Not only does 70 percent of the oil consumed in the United States come from foreign countries, Pickens says, but the country sends $700 billion a year to pay for it. Pickens says this country must switch to wind and solar power over the next decade.

"I've been an oilman my whole life," Pickens, who is 80, says in the ad. "But this is one emergency we can't drill our way out of."

Next thing you know, you'll hear the polar ice caps are melting.

This is the same T. Boone Pickens that four years ago kicked in $3 million to help pay for the Swift Boat advertising campaign that savaged decorated Vietnam vet John Kerry, the Democratic presidential nominee that year.

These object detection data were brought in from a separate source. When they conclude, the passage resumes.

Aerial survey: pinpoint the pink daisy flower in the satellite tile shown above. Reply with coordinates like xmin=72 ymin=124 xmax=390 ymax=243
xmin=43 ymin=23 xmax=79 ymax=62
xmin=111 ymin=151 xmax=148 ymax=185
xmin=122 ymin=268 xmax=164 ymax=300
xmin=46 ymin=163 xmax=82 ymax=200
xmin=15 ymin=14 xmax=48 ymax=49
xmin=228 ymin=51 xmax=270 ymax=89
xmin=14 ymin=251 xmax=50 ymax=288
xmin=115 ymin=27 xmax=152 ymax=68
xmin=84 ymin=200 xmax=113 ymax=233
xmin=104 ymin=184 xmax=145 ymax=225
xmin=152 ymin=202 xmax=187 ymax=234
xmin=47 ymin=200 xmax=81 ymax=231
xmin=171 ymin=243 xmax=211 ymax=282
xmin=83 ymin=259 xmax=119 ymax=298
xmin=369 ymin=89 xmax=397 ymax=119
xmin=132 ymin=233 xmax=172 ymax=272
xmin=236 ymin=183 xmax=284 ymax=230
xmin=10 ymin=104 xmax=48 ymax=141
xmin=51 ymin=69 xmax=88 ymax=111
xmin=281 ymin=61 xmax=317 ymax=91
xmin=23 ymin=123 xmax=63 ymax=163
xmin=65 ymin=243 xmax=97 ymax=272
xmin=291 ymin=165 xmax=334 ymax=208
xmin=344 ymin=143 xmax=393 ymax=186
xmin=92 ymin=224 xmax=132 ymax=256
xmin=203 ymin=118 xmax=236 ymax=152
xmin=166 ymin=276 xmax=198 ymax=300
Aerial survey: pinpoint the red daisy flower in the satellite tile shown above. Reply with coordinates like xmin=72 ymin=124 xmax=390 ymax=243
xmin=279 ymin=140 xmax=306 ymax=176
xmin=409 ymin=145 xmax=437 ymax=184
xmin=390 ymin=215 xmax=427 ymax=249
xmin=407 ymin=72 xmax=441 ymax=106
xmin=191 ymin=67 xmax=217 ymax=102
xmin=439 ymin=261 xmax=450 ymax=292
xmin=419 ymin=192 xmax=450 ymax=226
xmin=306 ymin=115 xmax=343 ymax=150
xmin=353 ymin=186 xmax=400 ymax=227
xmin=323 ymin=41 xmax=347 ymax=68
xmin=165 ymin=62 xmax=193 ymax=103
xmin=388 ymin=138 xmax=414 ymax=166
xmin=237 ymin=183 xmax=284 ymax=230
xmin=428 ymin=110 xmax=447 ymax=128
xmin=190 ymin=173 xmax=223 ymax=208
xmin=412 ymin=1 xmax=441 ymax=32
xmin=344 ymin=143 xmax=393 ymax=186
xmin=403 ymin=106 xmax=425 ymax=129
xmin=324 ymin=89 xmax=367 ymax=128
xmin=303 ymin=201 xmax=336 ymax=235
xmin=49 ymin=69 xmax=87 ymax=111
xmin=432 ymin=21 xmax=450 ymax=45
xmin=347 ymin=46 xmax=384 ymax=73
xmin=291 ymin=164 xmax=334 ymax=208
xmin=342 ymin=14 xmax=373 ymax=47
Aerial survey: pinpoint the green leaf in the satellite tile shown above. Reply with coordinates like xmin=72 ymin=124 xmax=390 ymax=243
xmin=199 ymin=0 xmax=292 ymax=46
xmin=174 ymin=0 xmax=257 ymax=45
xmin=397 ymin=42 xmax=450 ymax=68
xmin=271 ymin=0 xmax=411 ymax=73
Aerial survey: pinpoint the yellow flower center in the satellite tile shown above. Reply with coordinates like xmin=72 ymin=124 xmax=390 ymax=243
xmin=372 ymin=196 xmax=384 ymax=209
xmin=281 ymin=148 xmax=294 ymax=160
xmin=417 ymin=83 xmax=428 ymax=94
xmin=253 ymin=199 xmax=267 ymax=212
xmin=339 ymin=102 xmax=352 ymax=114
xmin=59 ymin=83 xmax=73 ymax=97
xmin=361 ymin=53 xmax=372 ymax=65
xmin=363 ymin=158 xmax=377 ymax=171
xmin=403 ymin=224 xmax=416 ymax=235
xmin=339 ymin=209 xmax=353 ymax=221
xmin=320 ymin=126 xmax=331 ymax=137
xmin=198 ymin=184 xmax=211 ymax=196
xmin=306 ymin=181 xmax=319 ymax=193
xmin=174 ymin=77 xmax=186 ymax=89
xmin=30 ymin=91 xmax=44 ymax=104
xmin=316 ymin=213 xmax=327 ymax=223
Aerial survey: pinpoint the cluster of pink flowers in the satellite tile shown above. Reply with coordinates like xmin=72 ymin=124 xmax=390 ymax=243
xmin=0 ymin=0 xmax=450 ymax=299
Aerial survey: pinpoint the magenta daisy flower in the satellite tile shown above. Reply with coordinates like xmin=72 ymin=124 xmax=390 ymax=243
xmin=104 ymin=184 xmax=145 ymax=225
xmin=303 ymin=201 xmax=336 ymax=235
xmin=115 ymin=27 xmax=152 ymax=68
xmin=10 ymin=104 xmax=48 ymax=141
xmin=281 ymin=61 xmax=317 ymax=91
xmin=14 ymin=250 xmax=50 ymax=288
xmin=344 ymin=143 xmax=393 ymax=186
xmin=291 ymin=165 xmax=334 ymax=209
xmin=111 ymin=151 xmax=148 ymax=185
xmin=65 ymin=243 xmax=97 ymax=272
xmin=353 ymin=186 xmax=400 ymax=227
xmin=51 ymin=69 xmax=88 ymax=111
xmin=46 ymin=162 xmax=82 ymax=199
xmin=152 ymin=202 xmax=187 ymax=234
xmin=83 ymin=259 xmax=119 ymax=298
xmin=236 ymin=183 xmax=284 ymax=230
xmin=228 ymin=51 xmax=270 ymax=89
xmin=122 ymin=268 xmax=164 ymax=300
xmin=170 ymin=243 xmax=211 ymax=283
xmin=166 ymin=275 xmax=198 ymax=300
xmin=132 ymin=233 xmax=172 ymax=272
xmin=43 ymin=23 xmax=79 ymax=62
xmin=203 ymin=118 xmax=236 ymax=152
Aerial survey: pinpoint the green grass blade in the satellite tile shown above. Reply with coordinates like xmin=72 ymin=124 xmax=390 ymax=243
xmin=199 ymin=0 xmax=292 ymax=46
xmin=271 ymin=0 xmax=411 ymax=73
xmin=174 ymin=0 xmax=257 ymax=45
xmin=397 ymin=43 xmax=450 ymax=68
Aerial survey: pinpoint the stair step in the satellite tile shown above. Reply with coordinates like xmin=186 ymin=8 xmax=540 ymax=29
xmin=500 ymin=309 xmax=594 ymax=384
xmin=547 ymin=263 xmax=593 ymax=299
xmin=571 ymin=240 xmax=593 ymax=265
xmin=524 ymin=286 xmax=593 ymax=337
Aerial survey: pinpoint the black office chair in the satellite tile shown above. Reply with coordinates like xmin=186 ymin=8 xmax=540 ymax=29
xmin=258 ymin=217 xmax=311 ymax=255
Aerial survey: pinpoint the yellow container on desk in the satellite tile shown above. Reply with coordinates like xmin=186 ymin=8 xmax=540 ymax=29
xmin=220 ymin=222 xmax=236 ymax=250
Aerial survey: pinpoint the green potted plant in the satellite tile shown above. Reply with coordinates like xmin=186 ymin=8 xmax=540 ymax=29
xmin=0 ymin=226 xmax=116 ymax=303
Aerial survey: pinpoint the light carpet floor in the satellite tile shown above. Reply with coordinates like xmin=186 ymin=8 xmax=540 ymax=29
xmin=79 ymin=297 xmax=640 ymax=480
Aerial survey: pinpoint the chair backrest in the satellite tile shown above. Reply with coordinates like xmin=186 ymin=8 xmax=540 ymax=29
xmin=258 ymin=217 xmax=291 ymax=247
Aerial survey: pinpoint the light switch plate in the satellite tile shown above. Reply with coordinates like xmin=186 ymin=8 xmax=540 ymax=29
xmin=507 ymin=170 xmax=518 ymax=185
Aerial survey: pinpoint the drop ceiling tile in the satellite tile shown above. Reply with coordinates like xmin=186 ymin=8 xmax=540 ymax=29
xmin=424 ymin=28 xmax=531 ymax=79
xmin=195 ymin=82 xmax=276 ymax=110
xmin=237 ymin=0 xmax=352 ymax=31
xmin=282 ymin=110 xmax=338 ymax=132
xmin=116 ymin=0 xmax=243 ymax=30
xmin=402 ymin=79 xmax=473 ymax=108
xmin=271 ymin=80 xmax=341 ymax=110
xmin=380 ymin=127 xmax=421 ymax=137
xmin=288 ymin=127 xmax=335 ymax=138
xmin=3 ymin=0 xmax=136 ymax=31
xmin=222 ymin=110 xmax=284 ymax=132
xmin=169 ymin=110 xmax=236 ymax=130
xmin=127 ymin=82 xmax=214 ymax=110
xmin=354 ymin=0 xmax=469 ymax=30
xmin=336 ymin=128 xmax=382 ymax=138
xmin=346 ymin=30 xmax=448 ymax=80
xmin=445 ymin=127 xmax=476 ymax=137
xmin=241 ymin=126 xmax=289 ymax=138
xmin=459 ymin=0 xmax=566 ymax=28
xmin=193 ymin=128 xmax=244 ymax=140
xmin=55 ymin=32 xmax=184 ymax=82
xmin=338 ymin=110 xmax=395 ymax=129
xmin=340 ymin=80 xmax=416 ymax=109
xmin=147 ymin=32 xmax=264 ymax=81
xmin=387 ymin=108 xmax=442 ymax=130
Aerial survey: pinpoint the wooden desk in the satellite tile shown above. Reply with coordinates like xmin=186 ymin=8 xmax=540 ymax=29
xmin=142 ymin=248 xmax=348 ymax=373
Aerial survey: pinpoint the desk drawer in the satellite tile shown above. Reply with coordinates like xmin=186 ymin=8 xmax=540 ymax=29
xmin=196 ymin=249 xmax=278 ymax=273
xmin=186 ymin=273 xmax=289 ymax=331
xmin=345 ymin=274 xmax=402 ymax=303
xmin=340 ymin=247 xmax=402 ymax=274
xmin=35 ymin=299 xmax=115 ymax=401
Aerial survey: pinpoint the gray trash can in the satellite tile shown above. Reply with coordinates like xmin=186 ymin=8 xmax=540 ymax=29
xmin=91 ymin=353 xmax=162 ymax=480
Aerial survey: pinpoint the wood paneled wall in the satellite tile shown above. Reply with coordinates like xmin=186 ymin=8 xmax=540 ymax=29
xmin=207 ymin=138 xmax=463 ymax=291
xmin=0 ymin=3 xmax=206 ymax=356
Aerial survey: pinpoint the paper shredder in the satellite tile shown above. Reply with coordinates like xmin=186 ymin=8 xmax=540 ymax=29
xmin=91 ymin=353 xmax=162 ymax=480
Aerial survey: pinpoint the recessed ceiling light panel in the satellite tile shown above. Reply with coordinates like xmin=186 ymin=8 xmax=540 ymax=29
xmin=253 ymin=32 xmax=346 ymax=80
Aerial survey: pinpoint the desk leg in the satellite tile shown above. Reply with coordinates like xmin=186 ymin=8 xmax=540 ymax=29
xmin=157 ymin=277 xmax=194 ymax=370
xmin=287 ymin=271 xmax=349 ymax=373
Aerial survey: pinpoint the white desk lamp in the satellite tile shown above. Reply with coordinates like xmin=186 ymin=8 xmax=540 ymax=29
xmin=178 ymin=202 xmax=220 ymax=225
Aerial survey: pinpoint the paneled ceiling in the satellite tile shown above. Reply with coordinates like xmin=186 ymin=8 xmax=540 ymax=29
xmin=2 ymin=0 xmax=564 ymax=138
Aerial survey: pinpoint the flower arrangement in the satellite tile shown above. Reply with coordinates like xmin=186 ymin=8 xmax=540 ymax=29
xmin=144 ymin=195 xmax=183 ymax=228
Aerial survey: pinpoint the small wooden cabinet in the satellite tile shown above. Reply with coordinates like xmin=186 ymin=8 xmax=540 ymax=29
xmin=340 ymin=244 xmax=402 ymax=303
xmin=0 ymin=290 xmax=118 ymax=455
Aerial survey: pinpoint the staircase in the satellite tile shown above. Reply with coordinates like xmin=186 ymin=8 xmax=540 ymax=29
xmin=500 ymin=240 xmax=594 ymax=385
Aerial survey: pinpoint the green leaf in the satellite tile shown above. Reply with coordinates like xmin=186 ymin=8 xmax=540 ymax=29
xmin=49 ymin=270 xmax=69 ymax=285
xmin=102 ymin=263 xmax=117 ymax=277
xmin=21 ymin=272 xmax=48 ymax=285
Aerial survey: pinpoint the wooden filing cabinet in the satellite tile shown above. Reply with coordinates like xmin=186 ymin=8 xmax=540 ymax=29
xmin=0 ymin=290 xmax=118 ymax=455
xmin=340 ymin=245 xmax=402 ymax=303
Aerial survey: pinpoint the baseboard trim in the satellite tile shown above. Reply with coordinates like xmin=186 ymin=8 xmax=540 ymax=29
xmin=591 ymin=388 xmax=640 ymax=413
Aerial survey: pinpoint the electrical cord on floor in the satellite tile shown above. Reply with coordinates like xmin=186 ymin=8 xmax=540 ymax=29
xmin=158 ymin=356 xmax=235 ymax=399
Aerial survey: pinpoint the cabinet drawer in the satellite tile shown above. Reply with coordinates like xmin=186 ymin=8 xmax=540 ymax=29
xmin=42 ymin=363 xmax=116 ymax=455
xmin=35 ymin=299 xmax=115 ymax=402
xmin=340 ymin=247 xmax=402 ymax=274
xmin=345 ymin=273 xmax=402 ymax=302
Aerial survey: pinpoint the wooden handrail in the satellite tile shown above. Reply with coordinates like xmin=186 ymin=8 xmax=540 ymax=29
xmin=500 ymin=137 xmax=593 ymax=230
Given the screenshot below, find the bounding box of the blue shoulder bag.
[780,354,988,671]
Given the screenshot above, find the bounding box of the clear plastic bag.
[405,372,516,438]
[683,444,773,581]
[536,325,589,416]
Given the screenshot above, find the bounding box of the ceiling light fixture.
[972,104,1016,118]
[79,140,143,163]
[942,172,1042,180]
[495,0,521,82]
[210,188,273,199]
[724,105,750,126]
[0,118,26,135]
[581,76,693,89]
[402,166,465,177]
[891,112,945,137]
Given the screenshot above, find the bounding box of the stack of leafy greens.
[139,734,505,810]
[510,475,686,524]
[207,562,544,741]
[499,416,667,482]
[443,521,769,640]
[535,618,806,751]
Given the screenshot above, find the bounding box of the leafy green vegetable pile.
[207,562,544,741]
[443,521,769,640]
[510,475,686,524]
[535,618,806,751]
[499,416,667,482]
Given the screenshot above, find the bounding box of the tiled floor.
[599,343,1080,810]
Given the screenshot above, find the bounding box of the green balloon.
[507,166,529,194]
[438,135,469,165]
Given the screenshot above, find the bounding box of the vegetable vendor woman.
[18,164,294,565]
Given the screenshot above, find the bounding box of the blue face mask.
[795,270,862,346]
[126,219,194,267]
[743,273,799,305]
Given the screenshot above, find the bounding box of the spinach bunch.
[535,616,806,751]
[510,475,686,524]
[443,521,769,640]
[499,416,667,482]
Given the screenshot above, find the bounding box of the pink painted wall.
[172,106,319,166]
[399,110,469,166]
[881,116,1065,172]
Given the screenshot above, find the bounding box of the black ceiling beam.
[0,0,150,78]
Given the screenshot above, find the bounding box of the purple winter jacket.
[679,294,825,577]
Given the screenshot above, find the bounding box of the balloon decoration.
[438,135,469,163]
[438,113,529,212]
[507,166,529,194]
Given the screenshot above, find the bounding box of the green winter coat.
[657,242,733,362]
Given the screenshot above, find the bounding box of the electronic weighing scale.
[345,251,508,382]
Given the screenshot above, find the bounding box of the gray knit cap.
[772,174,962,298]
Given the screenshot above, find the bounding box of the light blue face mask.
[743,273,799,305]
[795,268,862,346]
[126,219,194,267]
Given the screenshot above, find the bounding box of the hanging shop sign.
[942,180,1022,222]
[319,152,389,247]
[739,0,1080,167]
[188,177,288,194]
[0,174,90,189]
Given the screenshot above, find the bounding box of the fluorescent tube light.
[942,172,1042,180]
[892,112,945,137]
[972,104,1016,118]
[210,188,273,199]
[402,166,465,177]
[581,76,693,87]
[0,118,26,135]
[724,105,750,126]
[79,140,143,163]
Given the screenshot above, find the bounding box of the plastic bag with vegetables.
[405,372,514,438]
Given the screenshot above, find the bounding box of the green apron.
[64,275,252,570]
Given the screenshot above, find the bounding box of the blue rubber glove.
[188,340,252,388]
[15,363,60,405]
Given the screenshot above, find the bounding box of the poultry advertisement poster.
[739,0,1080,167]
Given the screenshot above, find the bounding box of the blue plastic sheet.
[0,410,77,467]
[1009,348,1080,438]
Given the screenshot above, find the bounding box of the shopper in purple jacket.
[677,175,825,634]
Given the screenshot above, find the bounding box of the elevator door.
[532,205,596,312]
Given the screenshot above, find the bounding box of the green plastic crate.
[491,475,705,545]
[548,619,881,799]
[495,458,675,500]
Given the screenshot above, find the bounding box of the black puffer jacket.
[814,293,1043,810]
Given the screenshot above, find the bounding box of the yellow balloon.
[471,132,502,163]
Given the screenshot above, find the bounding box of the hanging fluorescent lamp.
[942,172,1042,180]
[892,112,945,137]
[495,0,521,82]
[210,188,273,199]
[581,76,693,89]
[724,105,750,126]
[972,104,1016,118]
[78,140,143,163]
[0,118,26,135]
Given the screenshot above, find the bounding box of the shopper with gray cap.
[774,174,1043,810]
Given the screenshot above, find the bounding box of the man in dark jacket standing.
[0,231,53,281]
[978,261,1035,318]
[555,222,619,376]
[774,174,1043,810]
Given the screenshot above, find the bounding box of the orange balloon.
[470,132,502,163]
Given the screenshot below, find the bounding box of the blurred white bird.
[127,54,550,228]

"The goal is to have a greater impact than Al Gore has had on global warming," Jay Rosser, a spokesman for Pickens, told The Huffington Post. "He envisions an aggressive campaign to make this the No. 1 public policy issue in America and drive to real measurable change."

And not to be left out, state Rep. Rick Noriega, D-Houston, the Democrats' nominee to challenge Republican U.S. Sen. John Cornyn, was making the rounds in Dallas and San Antonio and elsewhere pushing to have Texas commit to getting all its household electricity from renewable resources by 2019.

That's why it's critical to have transmission lines capable of carrying that load, Noriega said. Texas is big in wind energy, "but it doesn't matter how much wind or solar energy you generate if you can't get that power to the people who need it."

The "100 percent in 10" is an ambitious plan, Noriega acknowledged. "But we're at a tipping point and we must show strong leadership."

Noriega, for what it's worth, differs from some environmentally oriented folks in backing the lifting of a federal ban on offshore drilling in federal waters. But he stands firm against drilling in the Alaska National Wildlife Refuge.

His opponent Cornyn, while saying he endorses conservation, nonetheless favors drilling in the Alaska refuge, and in oil shale fields in Colorado, Utah and Wyoming.

The Gov. and ethanol

Gov. Rick Perry winds up in line with environmentalists who think the feds should cut back on the required percentage of ethanol that goes into gasoline.

The environmental forces think that should happen partly because it takes more energy to make ethanol from corn than it produces.

Perry campaign reports show that Bo Pilgrim, the East Texas chicken magnate who has been a sizable donor to Perry's political fortunes, kicked in more than $9,000 to fly Perry and some staff members to the nation's capital in June, plus $25,000 to the guv's political committee a few weeks later.

That's not chicken feed, but Pilgrim's interest in the issue appears to be exactly that. As a chicken producer, he'd be much better off if corn prices drop and he can return to feeding his fowls more cheaply.

The reverends are righteous

This climate crisis has even got the liberal African-American preacher Al Sharpton and the ultraconservative white evangelist Pat Robertson agreeing on something.

While they disagree on just about everything else, the pair say in a TV ad produced by wecansolveit.org, they agree that the world's climate problems need huge attention from everybody.

A Gramm's worth of difference

What can you say when the biggest contribution Texas' former senior senator can make to his buddy John McCain's presidential campaign is to quit as co-chairman.

Gramm, often a heavy political load, was quoted as calling Americans a "nation of whiners."

"You've heard of mental depression; this is a mental recession," Gramm, now the number two person at the Swiss bank UBS, told a Washington Times interviewer.

"We have sort of become a nation of whiners," he said. "You just hear this constant whining, complaining about a loss of competitiveness, America in 'decline' despite a major export boom that is the primary reason that growth continues in the economy."

Gramm later said it was the country's leaders, not the American people, that he was describing as "whiners."